The ONT or ONU terminates the PON and presents the native service interfaces to the
user. These services can include voice (plain old telephone service (POTS) or voice
over IP (VoIP)), data (typically Ethernet or V.35), video, and/or telemetry (TTL, ECL,
RS530, etc.) Often the ONU functions are separated into two parts:
The ONU, which terminates the PON and presents a converged interface such
as DSL, coaxial cable, or multiservice Ethernet toward the user.
Network termination equipment (NTE), which inputs the converged interface
and outputs native service interfaces to the user, such as Ethernet and POTS.
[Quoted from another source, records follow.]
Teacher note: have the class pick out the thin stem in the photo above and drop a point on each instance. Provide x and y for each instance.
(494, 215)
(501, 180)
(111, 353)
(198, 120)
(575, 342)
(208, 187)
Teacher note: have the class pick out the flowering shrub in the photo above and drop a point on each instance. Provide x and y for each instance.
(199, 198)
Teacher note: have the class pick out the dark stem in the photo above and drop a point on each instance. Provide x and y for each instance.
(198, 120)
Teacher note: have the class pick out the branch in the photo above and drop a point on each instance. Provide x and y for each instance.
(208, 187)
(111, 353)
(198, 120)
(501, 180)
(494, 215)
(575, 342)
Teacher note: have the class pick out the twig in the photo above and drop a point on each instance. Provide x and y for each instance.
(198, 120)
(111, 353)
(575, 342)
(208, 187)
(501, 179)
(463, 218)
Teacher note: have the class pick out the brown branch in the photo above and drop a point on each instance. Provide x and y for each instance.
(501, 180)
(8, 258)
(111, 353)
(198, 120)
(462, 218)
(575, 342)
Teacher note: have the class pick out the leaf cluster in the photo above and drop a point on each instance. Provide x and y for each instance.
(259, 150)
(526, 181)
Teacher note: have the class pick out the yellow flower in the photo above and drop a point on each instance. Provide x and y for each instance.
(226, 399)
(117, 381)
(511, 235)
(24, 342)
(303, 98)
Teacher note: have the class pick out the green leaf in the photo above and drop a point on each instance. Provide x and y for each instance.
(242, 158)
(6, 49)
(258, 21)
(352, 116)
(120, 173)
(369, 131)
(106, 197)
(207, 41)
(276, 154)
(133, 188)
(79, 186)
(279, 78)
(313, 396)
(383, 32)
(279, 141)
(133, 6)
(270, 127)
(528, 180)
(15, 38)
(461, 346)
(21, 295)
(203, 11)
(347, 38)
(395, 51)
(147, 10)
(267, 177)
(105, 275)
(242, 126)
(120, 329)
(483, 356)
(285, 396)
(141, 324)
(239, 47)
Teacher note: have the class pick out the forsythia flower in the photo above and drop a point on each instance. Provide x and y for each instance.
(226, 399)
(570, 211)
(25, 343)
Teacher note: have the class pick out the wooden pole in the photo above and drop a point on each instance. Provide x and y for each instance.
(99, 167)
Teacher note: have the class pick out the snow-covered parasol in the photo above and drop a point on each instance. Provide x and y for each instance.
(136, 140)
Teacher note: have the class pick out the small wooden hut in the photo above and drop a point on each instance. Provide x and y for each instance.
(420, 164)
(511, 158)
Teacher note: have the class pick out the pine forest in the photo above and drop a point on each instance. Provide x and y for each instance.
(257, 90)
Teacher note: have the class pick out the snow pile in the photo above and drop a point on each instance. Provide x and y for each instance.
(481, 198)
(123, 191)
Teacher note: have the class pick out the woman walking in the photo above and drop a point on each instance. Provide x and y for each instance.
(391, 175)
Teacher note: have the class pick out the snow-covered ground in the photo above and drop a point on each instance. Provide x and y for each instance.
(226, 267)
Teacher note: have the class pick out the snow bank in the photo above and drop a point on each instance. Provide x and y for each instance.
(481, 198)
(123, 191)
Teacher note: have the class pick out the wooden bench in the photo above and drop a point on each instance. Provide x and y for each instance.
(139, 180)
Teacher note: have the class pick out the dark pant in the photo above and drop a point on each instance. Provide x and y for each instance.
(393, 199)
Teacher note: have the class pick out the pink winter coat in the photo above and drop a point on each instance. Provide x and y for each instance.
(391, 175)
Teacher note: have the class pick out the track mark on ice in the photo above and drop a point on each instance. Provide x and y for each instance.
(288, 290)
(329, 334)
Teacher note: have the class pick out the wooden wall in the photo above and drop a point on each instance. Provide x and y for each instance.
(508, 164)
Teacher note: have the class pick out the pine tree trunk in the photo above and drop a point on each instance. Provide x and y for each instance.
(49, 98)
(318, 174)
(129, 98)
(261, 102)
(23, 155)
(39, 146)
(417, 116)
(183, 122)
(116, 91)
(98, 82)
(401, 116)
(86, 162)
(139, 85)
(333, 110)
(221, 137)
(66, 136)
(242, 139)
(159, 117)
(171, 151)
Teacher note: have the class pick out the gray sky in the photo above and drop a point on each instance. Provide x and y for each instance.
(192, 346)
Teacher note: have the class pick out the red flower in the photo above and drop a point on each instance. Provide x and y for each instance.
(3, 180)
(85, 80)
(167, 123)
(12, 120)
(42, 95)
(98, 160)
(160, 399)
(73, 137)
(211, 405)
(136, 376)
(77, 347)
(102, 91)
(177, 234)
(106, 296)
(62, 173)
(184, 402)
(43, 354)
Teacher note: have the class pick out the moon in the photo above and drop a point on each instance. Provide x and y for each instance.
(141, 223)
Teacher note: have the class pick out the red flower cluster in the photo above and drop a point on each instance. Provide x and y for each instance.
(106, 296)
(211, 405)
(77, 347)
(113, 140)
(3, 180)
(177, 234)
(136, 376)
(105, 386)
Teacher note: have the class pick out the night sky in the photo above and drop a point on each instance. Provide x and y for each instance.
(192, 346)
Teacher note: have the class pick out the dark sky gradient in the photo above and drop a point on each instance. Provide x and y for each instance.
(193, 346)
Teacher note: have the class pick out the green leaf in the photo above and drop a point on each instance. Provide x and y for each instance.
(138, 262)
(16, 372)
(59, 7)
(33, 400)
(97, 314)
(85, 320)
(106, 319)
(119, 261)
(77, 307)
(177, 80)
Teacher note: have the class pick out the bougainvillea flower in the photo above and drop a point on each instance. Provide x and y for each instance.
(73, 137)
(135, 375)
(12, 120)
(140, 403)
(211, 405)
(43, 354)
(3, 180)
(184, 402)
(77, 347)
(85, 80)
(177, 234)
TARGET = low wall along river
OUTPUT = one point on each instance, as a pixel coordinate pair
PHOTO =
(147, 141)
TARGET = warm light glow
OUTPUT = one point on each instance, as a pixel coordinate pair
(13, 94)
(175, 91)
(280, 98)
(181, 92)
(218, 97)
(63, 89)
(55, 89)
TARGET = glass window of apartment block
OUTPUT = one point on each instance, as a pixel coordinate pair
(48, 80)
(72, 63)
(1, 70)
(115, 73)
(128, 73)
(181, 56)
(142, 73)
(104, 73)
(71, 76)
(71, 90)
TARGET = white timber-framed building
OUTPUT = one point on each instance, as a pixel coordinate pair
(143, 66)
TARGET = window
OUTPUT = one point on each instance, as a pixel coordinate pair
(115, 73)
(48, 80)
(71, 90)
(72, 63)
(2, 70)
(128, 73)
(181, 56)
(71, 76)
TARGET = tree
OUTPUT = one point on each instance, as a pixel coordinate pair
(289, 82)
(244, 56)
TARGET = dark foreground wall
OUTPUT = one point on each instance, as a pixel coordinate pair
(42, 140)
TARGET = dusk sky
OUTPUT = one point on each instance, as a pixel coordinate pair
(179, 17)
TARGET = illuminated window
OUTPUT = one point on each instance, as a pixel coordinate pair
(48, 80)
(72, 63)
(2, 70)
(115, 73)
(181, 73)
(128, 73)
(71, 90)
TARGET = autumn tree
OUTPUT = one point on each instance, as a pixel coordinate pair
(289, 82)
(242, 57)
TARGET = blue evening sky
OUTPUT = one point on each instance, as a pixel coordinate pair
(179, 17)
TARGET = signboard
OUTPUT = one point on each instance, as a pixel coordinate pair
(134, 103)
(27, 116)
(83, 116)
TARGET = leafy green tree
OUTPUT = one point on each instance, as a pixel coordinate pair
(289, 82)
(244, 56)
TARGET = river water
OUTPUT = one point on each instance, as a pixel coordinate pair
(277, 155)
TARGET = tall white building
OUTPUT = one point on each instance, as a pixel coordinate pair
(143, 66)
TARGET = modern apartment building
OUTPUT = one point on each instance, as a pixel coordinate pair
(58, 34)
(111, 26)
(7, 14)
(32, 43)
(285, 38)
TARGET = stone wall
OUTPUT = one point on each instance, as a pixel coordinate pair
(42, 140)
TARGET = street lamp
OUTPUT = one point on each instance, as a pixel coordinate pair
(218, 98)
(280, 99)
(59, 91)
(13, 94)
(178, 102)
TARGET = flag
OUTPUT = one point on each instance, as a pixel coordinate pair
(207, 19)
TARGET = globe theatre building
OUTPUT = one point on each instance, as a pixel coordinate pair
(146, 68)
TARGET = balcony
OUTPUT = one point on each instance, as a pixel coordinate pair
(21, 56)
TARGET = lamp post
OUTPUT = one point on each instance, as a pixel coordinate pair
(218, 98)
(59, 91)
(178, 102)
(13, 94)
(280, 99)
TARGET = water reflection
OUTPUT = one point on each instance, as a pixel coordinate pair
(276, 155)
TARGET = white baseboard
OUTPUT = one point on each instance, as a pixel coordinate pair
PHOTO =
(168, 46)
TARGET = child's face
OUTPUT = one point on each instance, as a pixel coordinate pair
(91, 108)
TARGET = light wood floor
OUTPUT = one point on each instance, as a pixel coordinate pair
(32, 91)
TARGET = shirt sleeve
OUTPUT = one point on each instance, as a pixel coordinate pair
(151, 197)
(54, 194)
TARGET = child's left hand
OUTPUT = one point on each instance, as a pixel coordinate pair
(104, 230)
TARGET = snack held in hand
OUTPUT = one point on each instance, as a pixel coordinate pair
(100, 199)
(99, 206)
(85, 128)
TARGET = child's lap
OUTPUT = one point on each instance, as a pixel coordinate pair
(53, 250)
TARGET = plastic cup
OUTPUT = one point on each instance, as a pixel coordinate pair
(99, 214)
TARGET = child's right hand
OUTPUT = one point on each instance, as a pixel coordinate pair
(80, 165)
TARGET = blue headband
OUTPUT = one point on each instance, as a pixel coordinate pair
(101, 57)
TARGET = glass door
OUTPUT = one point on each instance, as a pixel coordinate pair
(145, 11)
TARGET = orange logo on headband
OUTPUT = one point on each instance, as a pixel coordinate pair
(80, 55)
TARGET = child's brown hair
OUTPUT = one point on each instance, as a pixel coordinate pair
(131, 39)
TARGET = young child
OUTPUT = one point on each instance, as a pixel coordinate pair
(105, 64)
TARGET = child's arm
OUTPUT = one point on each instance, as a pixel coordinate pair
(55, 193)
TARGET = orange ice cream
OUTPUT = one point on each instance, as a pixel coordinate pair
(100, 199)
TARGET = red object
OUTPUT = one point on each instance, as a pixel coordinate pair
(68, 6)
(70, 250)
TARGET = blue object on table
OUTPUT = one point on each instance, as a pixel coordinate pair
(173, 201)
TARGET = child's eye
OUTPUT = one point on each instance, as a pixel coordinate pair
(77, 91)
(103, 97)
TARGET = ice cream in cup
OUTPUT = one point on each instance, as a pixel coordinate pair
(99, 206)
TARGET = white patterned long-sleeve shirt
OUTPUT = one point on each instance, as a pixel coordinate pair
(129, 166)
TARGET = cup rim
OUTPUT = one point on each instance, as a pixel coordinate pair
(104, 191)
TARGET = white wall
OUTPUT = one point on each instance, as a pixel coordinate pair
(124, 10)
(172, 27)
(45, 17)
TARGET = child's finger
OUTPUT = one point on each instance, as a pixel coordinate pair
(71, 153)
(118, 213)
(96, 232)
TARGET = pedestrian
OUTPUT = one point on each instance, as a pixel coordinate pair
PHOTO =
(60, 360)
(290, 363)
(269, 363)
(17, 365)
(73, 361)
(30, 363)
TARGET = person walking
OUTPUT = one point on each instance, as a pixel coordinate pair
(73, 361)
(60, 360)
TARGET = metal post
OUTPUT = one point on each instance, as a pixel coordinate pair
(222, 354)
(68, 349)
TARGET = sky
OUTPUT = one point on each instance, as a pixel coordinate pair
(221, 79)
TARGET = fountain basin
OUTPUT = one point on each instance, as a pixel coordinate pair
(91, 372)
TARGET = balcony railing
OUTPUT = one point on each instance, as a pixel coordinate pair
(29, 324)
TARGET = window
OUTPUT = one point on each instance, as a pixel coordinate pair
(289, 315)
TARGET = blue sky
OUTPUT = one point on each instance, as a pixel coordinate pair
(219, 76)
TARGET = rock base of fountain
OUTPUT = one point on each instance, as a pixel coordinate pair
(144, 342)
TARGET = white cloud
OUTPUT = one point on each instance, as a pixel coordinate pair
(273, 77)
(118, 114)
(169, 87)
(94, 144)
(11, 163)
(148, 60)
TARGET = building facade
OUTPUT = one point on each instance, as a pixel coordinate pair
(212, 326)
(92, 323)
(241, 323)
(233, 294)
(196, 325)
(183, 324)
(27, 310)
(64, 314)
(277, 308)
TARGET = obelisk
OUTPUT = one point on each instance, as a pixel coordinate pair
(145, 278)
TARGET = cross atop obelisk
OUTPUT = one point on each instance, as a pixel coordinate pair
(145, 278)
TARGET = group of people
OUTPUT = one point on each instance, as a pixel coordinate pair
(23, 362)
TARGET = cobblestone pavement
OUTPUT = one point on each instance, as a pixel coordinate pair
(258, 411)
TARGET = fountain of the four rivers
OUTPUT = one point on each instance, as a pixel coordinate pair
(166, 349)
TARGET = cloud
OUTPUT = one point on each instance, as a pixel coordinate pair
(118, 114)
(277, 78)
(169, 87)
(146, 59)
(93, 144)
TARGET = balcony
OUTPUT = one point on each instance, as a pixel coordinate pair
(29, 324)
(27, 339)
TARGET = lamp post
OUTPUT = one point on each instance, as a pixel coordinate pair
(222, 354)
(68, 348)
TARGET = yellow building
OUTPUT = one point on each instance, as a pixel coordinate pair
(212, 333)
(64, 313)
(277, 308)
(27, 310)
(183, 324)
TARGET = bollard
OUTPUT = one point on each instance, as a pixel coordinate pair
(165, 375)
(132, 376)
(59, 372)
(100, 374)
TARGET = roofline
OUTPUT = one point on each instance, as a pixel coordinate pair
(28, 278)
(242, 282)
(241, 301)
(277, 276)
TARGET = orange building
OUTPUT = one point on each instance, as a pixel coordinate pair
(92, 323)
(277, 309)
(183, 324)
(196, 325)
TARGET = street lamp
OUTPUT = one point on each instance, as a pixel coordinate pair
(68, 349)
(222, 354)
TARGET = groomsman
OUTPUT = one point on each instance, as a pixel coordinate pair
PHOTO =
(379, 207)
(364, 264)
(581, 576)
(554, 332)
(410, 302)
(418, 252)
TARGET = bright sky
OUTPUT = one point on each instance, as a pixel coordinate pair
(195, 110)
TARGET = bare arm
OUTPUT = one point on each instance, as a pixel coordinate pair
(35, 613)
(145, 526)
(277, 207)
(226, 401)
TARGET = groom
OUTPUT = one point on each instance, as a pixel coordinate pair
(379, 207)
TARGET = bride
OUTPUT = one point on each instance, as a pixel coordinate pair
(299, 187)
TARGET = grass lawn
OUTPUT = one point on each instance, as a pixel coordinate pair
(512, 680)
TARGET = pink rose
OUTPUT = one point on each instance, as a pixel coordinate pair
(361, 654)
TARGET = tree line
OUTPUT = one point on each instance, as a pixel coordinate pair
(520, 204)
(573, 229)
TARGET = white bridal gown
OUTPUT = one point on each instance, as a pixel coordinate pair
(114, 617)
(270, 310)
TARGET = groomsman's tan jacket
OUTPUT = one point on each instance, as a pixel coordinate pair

ONU converts optical signals transmitted via fiber to electrical signals. These
electrical signals are then sent to individual subscribers. In general, there is a distance
or other access network between ONU and end users premises. Furthermore, ONU
can send, aggregate and groom different types of data coming from customer and
send it upstream to the OLT. Grooming is the process that optimizes and reorganizes
the data stream so it would be delivered more efficient. OLT supports bandwidth
allocation that allows to make smooth delivery of data float to the OLT, that usually
arrives in bursts from customer. ONU could be connected by various methods and
cable types, like twisted-pair copper wire, coaxial cable, optical fiber or Wi-Fi.

Optical Network Terminal (ONT)


Actually, ONT is the same as ONU in essence. ONT is an ITU-T term, whereas ONU is
an IEEE term. They both refer to the user side equipment in GEPON system. But in
practice, there is a little difference between ONT and ONU according to their location.
ONT is generally on customer premises.